A history of integration in higher education

1823: The first African-American to receive a US college degree, Alexander Twilight, graduates from Middlebury College in Vermont.

1896: Plessy v. Ferguson
Black shoemaker Homer Plessy sues when he is barred from a 'whites only' railroad car. The US Supreme Court rules that it is legal to maintain 'separate but equal' public facilities.

1954: Brown v. Board of Education
Linda Brown's family sues to allow the third-grader to attend a nearby white elementary school. The high court overturns Plessy v. Ferguson and orders public schools to integrate.

1962: James Meredith becomes the first black student to enroll at the University of Mississippi. Two students die in the ensuing riots.

1963: Gov. George Wallace bars the door of the University of Alabama to prevent two black students from enrolling.

1978: Regents of the University of California v. Bakke
Allan Bakke sues when he is twice denied admission to a California medical school despite having better grades and test scores than some minority enrollees. The high court outlaws a racial quota system, but affirms race as a factor in school admissions.

1996: Hopwood v.
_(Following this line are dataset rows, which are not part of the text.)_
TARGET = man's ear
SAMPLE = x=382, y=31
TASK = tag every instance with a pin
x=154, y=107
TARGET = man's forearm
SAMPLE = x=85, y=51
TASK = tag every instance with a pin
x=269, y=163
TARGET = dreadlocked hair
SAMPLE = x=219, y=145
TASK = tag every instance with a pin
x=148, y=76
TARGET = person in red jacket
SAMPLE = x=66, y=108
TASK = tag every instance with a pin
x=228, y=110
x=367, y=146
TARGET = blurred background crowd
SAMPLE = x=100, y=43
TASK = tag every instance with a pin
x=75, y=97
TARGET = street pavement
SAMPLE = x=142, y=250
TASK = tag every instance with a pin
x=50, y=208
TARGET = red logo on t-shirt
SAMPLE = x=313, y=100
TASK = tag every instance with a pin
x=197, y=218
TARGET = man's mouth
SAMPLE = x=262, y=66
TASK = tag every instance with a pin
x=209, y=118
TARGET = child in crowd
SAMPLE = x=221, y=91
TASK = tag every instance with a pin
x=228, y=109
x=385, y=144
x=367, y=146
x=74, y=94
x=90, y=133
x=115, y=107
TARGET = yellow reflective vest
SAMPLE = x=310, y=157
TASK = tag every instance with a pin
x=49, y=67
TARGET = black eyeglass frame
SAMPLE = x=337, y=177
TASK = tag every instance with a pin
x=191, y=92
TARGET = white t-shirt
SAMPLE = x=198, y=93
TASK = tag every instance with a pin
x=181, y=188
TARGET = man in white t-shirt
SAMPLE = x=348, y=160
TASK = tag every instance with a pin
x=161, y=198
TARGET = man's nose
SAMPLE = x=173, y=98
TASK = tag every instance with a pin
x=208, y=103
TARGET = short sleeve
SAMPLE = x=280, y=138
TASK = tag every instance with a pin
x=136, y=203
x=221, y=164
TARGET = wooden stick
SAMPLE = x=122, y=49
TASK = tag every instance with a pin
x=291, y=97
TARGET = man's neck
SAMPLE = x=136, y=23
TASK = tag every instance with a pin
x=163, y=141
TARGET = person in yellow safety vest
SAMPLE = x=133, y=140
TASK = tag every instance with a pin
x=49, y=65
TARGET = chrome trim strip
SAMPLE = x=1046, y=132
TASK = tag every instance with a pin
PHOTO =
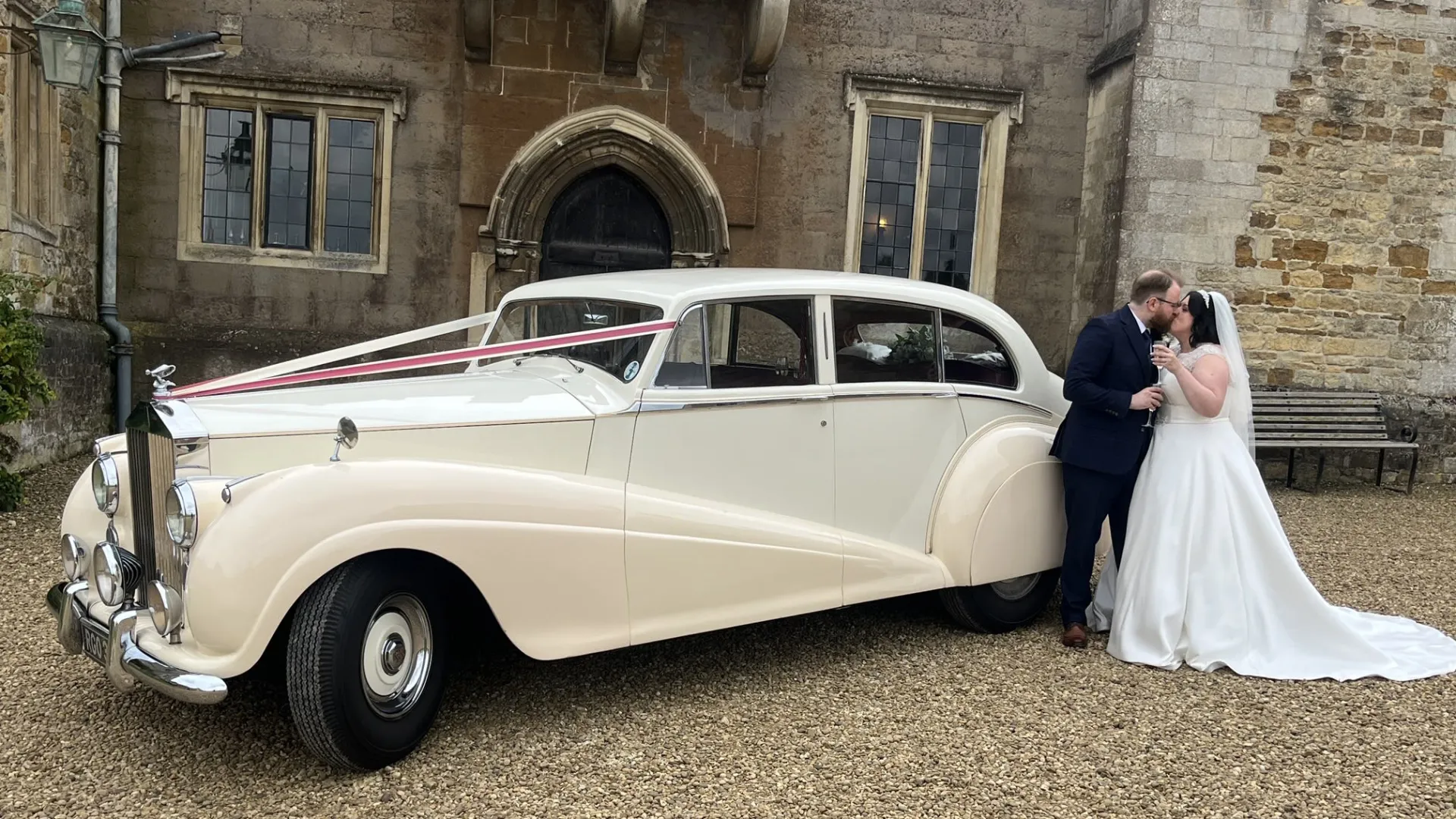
x=188, y=431
x=1006, y=400
x=653, y=406
x=897, y=394
x=650, y=406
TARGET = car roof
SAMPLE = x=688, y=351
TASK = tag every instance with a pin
x=676, y=289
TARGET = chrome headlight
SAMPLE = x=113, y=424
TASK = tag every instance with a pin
x=105, y=484
x=73, y=554
x=107, y=575
x=181, y=515
x=166, y=613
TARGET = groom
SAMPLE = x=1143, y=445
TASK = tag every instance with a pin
x=1101, y=444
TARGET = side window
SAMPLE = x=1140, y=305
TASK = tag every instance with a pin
x=685, y=362
x=878, y=341
x=746, y=344
x=973, y=354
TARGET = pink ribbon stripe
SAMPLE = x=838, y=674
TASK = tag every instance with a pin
x=433, y=359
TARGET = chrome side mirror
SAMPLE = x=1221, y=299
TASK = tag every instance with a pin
x=347, y=436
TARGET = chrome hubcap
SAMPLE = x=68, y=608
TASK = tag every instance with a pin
x=398, y=654
x=1015, y=588
x=392, y=656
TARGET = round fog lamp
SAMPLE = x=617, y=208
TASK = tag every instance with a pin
x=107, y=575
x=166, y=613
x=72, y=556
x=105, y=484
x=181, y=515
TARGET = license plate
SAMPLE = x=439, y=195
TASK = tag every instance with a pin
x=93, y=643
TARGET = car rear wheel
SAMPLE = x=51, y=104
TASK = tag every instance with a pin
x=995, y=608
x=364, y=662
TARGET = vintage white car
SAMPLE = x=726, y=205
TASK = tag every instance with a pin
x=637, y=457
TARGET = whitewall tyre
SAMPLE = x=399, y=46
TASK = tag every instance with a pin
x=995, y=608
x=366, y=662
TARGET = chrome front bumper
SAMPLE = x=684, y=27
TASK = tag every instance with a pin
x=115, y=649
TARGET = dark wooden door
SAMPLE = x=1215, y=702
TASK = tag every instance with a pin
x=604, y=221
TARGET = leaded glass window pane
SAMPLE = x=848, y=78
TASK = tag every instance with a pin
x=890, y=180
x=949, y=218
x=348, y=213
x=290, y=183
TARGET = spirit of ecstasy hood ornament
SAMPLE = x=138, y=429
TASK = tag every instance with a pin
x=159, y=379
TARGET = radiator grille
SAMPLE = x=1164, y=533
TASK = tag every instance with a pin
x=152, y=460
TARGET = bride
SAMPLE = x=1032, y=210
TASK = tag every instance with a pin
x=1207, y=575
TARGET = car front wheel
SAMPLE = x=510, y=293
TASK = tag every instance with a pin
x=364, y=662
x=1001, y=607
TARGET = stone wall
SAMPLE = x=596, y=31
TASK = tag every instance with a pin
x=1357, y=221
x=780, y=155
x=60, y=248
x=1294, y=156
x=1094, y=290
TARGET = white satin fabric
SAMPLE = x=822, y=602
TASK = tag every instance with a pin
x=1209, y=577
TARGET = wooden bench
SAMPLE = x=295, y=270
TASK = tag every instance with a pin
x=1326, y=422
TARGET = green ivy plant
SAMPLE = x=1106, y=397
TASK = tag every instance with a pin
x=22, y=384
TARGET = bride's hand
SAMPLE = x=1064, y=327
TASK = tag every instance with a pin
x=1165, y=357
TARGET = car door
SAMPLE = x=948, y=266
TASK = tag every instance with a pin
x=730, y=502
x=897, y=426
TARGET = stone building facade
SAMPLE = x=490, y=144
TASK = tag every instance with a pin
x=736, y=123
x=49, y=172
x=1296, y=155
x=356, y=168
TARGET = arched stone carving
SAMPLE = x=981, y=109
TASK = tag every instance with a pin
x=509, y=251
x=764, y=24
x=626, y=19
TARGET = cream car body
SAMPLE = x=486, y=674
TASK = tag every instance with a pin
x=595, y=510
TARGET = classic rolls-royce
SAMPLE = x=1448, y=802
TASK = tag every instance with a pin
x=620, y=458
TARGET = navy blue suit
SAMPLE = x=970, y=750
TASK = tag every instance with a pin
x=1101, y=445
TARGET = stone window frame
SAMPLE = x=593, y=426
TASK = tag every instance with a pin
x=197, y=91
x=36, y=159
x=993, y=110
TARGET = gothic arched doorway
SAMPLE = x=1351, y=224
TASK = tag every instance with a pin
x=604, y=221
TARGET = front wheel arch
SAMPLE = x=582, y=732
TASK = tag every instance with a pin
x=469, y=611
x=367, y=654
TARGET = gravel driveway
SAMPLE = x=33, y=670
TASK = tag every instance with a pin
x=880, y=710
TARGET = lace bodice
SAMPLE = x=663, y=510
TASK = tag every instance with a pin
x=1175, y=404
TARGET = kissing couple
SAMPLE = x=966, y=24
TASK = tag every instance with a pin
x=1201, y=572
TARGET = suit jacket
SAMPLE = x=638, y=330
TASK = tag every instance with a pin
x=1109, y=365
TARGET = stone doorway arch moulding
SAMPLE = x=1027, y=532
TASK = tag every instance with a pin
x=509, y=243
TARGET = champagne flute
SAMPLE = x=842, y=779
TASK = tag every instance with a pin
x=1158, y=379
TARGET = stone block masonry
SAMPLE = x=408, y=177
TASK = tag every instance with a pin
x=1346, y=271
x=49, y=231
x=1298, y=158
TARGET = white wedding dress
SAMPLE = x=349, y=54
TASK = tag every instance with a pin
x=1209, y=577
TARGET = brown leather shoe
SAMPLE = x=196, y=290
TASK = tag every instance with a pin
x=1075, y=635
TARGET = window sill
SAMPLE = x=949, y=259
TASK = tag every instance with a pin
x=275, y=257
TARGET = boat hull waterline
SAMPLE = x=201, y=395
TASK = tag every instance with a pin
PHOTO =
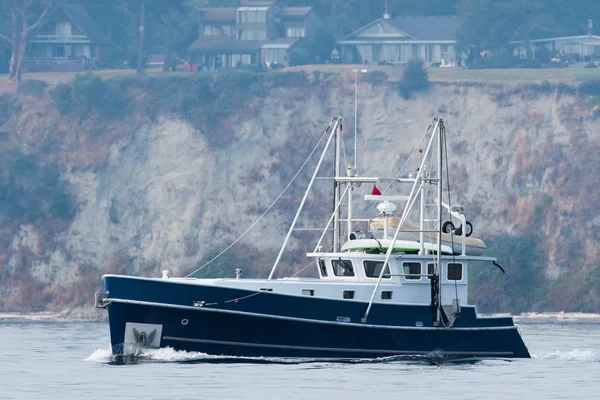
x=239, y=330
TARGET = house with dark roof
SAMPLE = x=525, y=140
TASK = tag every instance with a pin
x=572, y=49
x=255, y=33
x=398, y=40
x=70, y=40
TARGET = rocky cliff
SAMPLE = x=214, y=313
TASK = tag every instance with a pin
x=163, y=187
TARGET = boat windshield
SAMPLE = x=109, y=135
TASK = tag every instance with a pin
x=342, y=267
x=373, y=269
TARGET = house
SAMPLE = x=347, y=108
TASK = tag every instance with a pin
x=568, y=48
x=69, y=40
x=398, y=40
x=255, y=33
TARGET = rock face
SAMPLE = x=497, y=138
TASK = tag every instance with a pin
x=164, y=196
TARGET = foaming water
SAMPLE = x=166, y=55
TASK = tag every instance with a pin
x=136, y=354
x=573, y=355
x=73, y=361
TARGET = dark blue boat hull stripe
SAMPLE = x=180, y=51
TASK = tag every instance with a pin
x=333, y=349
x=313, y=321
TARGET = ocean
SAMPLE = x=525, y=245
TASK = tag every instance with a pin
x=73, y=361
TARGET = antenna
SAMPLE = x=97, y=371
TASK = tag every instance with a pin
x=386, y=15
x=356, y=71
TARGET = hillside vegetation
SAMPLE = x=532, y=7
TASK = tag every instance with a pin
x=135, y=175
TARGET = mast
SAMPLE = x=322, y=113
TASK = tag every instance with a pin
x=336, y=187
x=336, y=123
x=440, y=128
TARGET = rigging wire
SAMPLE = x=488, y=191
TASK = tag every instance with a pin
x=444, y=140
x=283, y=280
x=268, y=208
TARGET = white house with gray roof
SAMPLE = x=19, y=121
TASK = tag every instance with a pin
x=396, y=41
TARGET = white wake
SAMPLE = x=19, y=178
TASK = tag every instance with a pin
x=573, y=355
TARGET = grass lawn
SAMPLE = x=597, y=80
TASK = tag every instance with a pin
x=66, y=77
x=501, y=76
x=493, y=76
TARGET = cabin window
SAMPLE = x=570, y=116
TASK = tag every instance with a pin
x=430, y=270
x=412, y=270
x=386, y=295
x=342, y=267
x=322, y=267
x=373, y=269
x=454, y=272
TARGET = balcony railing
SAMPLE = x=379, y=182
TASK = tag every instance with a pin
x=56, y=38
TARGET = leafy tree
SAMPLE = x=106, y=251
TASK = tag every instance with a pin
x=415, y=78
x=299, y=56
x=18, y=19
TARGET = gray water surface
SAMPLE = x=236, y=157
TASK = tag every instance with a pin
x=73, y=361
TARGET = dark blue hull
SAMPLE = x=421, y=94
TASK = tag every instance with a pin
x=272, y=325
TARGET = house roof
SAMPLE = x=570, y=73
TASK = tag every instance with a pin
x=295, y=11
x=576, y=39
x=228, y=44
x=225, y=44
x=407, y=29
x=428, y=28
x=217, y=14
x=257, y=3
x=80, y=17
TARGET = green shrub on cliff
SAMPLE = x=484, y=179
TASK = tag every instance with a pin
x=414, y=79
x=89, y=94
x=30, y=190
x=519, y=289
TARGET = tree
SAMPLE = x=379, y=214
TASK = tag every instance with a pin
x=414, y=78
x=142, y=35
x=20, y=19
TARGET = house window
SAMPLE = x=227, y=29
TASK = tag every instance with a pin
x=322, y=267
x=373, y=269
x=295, y=32
x=261, y=17
x=386, y=295
x=342, y=267
x=253, y=34
x=454, y=272
x=412, y=270
x=430, y=270
x=415, y=51
x=58, y=51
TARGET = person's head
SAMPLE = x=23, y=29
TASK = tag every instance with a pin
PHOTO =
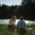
x=21, y=17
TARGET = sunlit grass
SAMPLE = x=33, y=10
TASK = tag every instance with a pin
x=4, y=31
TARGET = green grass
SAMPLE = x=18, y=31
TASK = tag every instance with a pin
x=4, y=31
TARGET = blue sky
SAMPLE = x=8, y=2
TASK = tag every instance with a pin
x=11, y=2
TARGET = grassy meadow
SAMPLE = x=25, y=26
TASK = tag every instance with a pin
x=4, y=31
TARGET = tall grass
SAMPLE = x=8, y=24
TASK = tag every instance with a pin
x=4, y=31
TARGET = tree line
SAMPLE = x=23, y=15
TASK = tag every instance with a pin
x=27, y=11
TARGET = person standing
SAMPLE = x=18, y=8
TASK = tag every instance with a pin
x=21, y=26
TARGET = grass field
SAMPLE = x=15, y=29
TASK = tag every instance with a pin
x=4, y=31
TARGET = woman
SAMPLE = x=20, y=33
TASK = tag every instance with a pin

Texas
Cheryl Hopwood, a white applicant, sues the University of Texas Law School when she is rejected and minority students with lower scores are accepted. The Fifth Circuit court rules that the affirmative-action system is discriminatory, ending all consideration of race in college admissions in Texas, Louisiana, and Mississippi.

1997: Grutter v. Bollinger
Barbara Grutter sues the University of Michigan for denying her admission to its law school, citing higher grades and test scores than some minority applicants who won admission. Her case goes to the US Supreme Court.

1997: Gratz v. Bollinger
Jennifer Gratz sues the University of Michigan after her undergraduate application is rejected. Her claim was denied by a federal district judge. Her case heads to the US Supreme Court.

2003: The US Supreme Court hears arguments on Grutter v. Bollinger and Gratz v. Bollinger. A decision is expected by July.